In an RFP, an SME reviews and answers technical or domain-specific questions that require specialized knowledge. They ensure the proposal is accurate, credible, and complete.
Who qualifies as a Subject Matter Expert?
Anyone with deep expertise in a relevant area can be an SME. In proposal contexts, this typically includes security engineers, product managers, legal counsel, finance teams, and technical architects.
How do you manage SMEs in a proposal process?
Best practices include assigning questions early, setting internal deadlines ahead of the submission date, building a reusable answer library, and using proposal management software to centralize contributions.
Why are SMEs a bottleneck in RFP responses?
SMEs are often busy with their primary responsibilities and may be responsible for many questions across multiple concurrent bids. This creates delays, especially when no knowledge base exists to reuse prior answers.
Can AI replace SMEs in RFP responses?
AI cannot fully replace SMEs, but it can dramatically reduce their workload by auto-drafting answers to common questions. SMEs are still needed for novel, complex, or high-stakes content.

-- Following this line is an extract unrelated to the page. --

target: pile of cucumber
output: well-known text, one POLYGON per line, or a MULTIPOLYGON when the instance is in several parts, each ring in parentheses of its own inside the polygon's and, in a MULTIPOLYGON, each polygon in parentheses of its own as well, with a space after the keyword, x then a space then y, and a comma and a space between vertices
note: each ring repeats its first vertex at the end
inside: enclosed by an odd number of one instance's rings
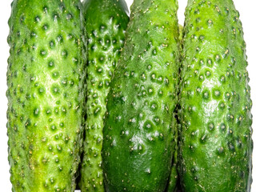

What is the difference between an SME and a proposal writer?
A proposal writer owns the structure, narrative, and quality of the entire document. An SME provides technical accuracy in their area of expertise. Both roles are essential — they complement each other.
How do security questionnaires relate to SMEs?
Security questionnaires require highly specific technical knowledge about a company's infrastructure, compliance, and data practices. Security-focused SMEs — such as CISOs or security engineers — are typically the only people who can answer them accurately.